Nigel hadn’t exactly extricated himself from the Samantha Situation. Not with his thumb drinking heartbeats from the pulse at her wrist.

He needed to let her know without letting
it
know.

He used American Sign Language with calculated slowness. His thumb brushing outward from under her chin. Pointer finger rotating now, drawing invisible and tight circles in the direction of the ceiling.

Not Alone.

She didn’t stiffen. Good instincts.

He didn’t think he could feel murderous intent out there.

Then again, he hadn’t noticed C’s tail.

Her hands spoke back. ‘
Can I help?’

‘Maybe.’
Don’t discount your resources. Never let emotion torch possibility.

If
it
listened,
it
listened with resources as well. Probably had Nigel’s mobile tagged. Hers wasn’t as likely.

He went on instinct. ‘
Text Brad. Tell him to pick you up here. Now.’
Then he asked aloud, “You want another drink?” ‘
Say,

Yes’.’

“Yes.”

He slid from behind her. Not a care in the world. Yawned. Casual, relaxed and slightly drunk to anyone looking. Crossing the room, checking sightlines. Listening. But
it
wasn’t there. At least, not in this room, where the barman heard his question.

“The same, sir?”

Nigel shook his head. “Two g and t’s.” He leaned across the counter, left foot resting on the brass rail, hands clasped one over the other. “Tanner been in tonight?”

“No, sir.”

“Merrick?”

“I’ve not seen him since last week. I believe he mentioned a trip to Australia, sir.”

“Ah, the boys are all out making love or money, eh?”

“As you say, sir.”

Nigel punctuated the conversation with a few taps of his hand. “Good man. Back in minute.” He had a weave to his step and the pepper snifter and a steak knife. Things were brightening.

The gentleman’s lavatory at the bar’s rear had no exit, apart from a window that looked down upon the street from two stories up. No fire escape there. All urinals. No stalls.

He pushed through the door while staring into the surface of the brass plaque. Samantha sat before the fire, seeming to fiddle with her mobile. The bartender resumed his game of solitaire, and, somewhere outside the bar,
it
lurked.

Inside, he latched the door and dumped his jacket and tie. His ribs ached, but The Firm’s doctor had done well taping them. They weren’t going anywhere he wasn’t. He undid his cufflinks and dropped them into a pocket. Brad’s shirt was roomier than normal so he rotated torso and arms to feel any snags. Movement was good. He slid the knife under the rolled cuff of one shirtsleeve and tucked the pepper in his pocket.

The window had a thin white wire alongside it. A frigid slip of air accompanied it. He’d opened it once before after they’d banned smoking in the Smoking Room, and nothing had happened. The wire was untouched, gray with dusty resentment. An outdated alarm system.

He snapped open the mullioned widow’s latch, pushed the heavy sill and stepped up using the room’s electric heater. It warmed the sole of his loafer. Then he was out into the night, balanced between the window ledge and the curvy stone balustrades. Without recent injuries, the job would have been an easy one. Tonight, in the rainy slick chill, he felt seventy.
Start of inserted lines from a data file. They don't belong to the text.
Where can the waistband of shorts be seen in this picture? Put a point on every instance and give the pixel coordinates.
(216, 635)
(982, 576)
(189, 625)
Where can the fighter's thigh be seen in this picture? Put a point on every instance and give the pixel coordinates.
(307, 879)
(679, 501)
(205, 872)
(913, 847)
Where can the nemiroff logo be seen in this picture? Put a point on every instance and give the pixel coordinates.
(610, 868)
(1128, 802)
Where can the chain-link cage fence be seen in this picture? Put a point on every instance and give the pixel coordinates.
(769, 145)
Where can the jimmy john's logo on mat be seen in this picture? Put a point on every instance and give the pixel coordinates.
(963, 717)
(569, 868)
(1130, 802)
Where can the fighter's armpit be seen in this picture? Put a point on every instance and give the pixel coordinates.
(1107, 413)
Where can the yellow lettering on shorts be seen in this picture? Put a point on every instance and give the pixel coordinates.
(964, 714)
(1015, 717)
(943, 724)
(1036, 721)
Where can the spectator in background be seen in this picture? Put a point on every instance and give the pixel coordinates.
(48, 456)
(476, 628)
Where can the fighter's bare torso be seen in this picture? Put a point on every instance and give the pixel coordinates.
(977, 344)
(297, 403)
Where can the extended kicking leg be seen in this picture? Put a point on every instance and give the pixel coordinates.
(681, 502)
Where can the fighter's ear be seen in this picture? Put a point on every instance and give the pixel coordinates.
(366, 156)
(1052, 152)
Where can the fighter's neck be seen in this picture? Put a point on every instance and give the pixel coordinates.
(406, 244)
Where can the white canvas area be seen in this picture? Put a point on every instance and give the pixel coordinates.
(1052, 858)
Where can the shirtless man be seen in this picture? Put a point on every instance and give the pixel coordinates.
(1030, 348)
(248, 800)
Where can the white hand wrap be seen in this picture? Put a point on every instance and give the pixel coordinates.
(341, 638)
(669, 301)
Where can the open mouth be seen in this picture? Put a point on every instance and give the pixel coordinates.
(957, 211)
He cemented a foot on the rail’s six inches of flat surface and pushed the dark sash back into place. Then, that unexplainable sixth sense newly triggered, he realize
it
was somewhere just below, hidden like a tick between the massive stone buildings of Whitehall.

He slithered ghost-like from across five feet to the next window, hugging the wall to him, thankful for its cavernously rough neo-Gothic surface and years of training. Five minutes and four windows later, he made out the green of an exit sign blurry through seeded glass.

It was the annexation. The long hallway that ran from The Club’s rear rooms to the hotel’s staff rooms. He slid his pilfered knife into the drizzly world and used it to pry another latch. After some squeaking, there was a dull snapping of metal heard through the wood’s vocal chords.

His shoulder was needed and, even then, the black wood resisted. With a screech of protest, it gave way and Nigel fell with caution into the warmth. He yanked the window into place and ducked into a closet of a room. Stacked along meticulously labeled shelves, there were waiter’s jackets, tablecloths, napkins and every fabric, dutifully starched and folded, known to hotel-kind.

Nigel lowered his damp sleeves, covering the silt left by the building’s exterior. He slid a black jacket over his shoulders and refastened the cufflinks below the purposefully short sleeves. On went a bowtie. A fresh towel – white he noticed with nothing akin to amusement – went over his knife-concealing arm and a hand through his wet hair changed his appearance.

Then, a wad of pepper in his lower cheek, and he filtered into the hall. He aimed toward the back entrance to the corridor. It ran around the massive stairwell where it joined up with The Churchill Bar’s main entrance.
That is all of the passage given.